Markheim tinha apenas deixado a claridade da rua e seus olhos ainda não se haviam familiarizado com a meia obscuridade da loja. Ouvindo as palavras do negociante, e antes que a luz lhe ferisse a face, esquivou-se, procurando olhar para o outro lado.

O negociante riu-se e disse:

O senhor vem à minha casa no dia de Natal, quando sabe que estou só, já tendo fechado as portas e preferindo recusar negócios. Terá, pois, de pagar por isso. Terá de pagar minha perda de tempo, que deveria empregar na verificação dos meus livros. Terá de pagar, além disso, por umas maneiras que lhe estou a notar hoje, muito fortemente. Sou a essência da discrição. Não costumo fazer perguntas estúpidas. Mas, quando o freguês não pode encarar-me, tem de pagar por isso.

E riu-se ainda o logista. Em seguida, acrescentou, sempre no mesmo tom de ironia:

Há de poder dar-me, decerto, como de costume, uma informação clara de como o objeto chegou às suas mãos. Trata-se ainda do gabinete de seu tio?

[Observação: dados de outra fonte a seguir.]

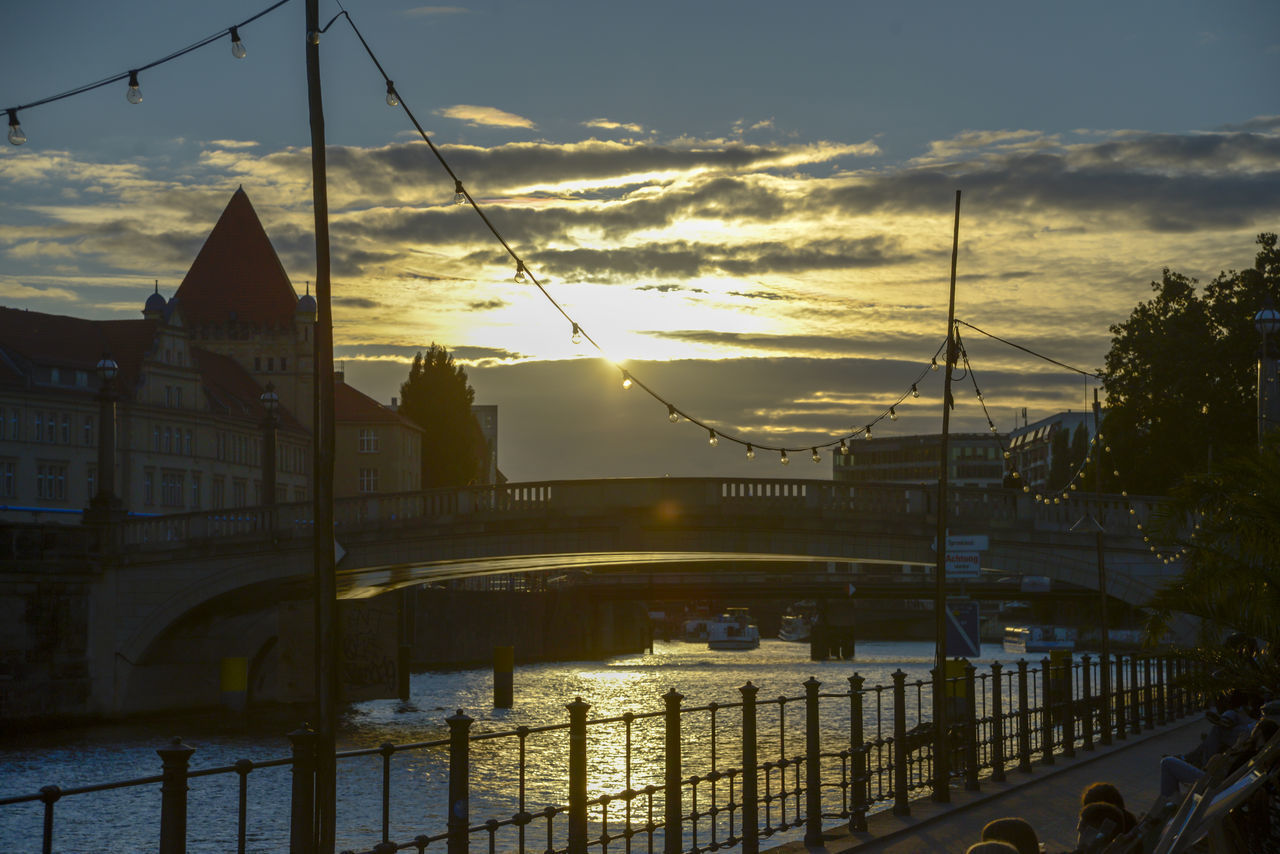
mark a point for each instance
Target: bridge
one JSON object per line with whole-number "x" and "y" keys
{"x": 167, "y": 590}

É um notável colecionador?

O antiquário era um homem de pequena estatura e pálido. Ergueu-se na ponta dos pés. Olhou para Markheim por cima do aro de ouro dos óculos e abanou levemente a cabeça, com ar de absoluta descrença. O freguês retribuiu-lhe o olhar com outro de infinita piedade e parecendo alterado.

Desta vez — disse ele —, o senhor está enganado. Não vim vender, mas sim comprar. Vim comprar um presente para uma senhora. Decerto, devo pedir-lhe desculpas, vindo incomodá-lo por uma coisa tão pequena. A verdade, porém, é que me esqueci disso ontem. Devo comparecer hoje ao jantar, para levar meus cumprimentos à pessoa em questão. E, como sabe, um casamento rico não é coisa para desprezar.

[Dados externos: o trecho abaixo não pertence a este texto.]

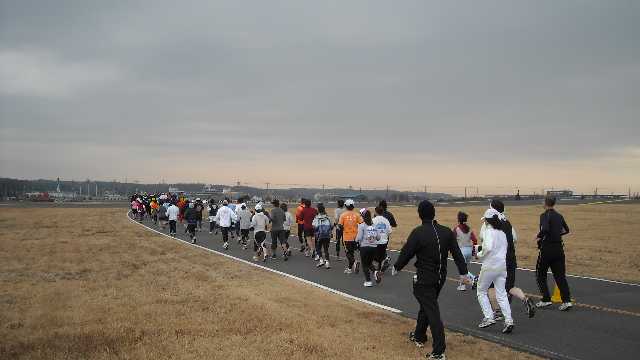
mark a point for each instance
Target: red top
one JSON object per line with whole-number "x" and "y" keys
{"x": 308, "y": 214}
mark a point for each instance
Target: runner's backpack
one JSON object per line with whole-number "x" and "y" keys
{"x": 323, "y": 230}
{"x": 371, "y": 235}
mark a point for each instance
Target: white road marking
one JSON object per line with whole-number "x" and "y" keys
{"x": 326, "y": 288}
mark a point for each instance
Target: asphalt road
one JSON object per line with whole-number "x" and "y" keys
{"x": 604, "y": 324}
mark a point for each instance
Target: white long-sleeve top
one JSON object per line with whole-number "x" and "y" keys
{"x": 494, "y": 250}
{"x": 484, "y": 227}
{"x": 384, "y": 228}
{"x": 259, "y": 222}
{"x": 288, "y": 221}
{"x": 172, "y": 212}
{"x": 225, "y": 216}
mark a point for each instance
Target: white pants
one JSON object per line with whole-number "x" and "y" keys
{"x": 498, "y": 278}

Seguiu-se uma pausa, durante a qual o antiquário parecia estar a sopesar sua incredulidade. O tique-taque de vários relógios, entre muitos objetos amontoados na loja, e o rodar abafado das carruagens fora quebravam o silêncio…

Bem, senhor — disse o antiquário —, pois seja assim. Afinal, o senhor é um freguês antigo. E se, como diz, tem a probabilidade de fazer um bom casamento, longe de mim a ideia de lhe opor um obstáculo. Aqui está, pois, um belo objeto para uma dama: um espelho de cabo, obra do décimo quinto século. Foi, também, de uma bela coleção. Guardo o nome do colecionador, no interesse de um freguês que é, exatamente como o senhor, sobrinho e único herdeiro de um notável colecionador.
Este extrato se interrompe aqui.